Name: Project 9 - Malcom - Malware Communication Analyzer
Mentor: Thomas Chopitea
Backup mentor: Hugo Gascon
Skills required: Python, MongoDB, Web tech (HTML, JavaScript), D3js, TCP/IP
Project type: Improve existing tool
Project goal: Improve Malcom, suggest and add new network analysis features
Description:
Malcom (https://github.com/tomchop/malcom) is a tool that leverages network forensics analysis and threat intelligence to identify and counter malware-related threats. It’s objectives are twofold:

1) collect network artifacts from active sniffing sessions when running malware in a sandbox

2) collect and analyze data from public and private data feeds, to be able to correlate observed network artifacts with a large databank (individual or collective) of “known-bad” artifacts.

The goal of this project is to extend Malcom’s capacities to break encryption keys used within malware, by leveraging known malicious campaign encryption keys and trying them out on network communications (major feature). Another aspect of the project would be to work on existing Malcom features to increase stability and performance (minor features).

Name: Project 10 - String deobfuscator for Android
Mentor: TBC (TBC)
Backup mentor: TBC (TBC)
Skills required: Android RE, python, java
Project type: Improve existing tool | New tool
Project goal: Extract the strings that are obfuscated or encrypted from APKs
Description: This could be and extension for Androguard, or a new tool. There are some cases where you would easily extract the obfuscate strings inside the dex code on the APK, because they are pointing to dynamic code, creating urls on the fly or creating other instructions.
The approach could be dynamic tainting analysis, or source code analysis. For the second one, it could be less expensive.
Extracting this strings will help to improve the analysis of the android malware.

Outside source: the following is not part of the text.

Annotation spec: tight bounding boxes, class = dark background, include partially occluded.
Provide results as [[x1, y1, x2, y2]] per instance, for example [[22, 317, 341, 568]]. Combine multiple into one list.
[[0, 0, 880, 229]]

Name: Project 11 - Cuckoo Sandbox
Mentors: Mark Schloesser, Jurriaan Bremer, Claudio Guarnieri
Skills required: Python, C, OS X/Linux internals
Project type: Improve existing tool
Project goal: Extend Cuckoo sandbox to support Mac OSX and/or Linux
Description:
Since the beginning, we designed Cuckoo Sandbox with the intent at some point to be able to support multiple platforms. Since it started in GSoC 2010, Cuckoo has now grown to be a mature project with thousands of users and an active development community which is bringing remarkable improvements to the sandbox. Our Windows analyzer is improving fast and it will even more in the upcoming months.

The goal of this project is start experimenting with preferably Mac OS X or alternatively Linux, as threats for such platforms are on the rise. The student will have to research into the most suitable process tracking techniques for the chosen operating system, implement a functional analyzer and integrate it in the overall execution flow of Cuckoo Sandbox. We explored this idea last year but unfortunately did not find a student able to take on the challenge. Hopefully this year we will.

Name: Project 12 - Thug: Phishing sites identification
Mentor: Angelo Dell'Aera (IT)
Backup mentor: Andrea De Pasquale (IT)
Skills required: Python, HTML/JavaScript
Project type: Improve existing tool
Project goal: Build a new feature in Thug in order to allow phishing sites identification.
Description: The project aim is to extend Thug in order to fingerprint phishing pages. A lot of times URLs fed into Thug lead to phishing sites and not to drive-by download exploit pages.
The idea beyond this project is building some heuristics (which could include looking for form submissions, how many domains are used, misspelled words as well as URL blacklist checks like PhishTank or others) and integrating them into Thug.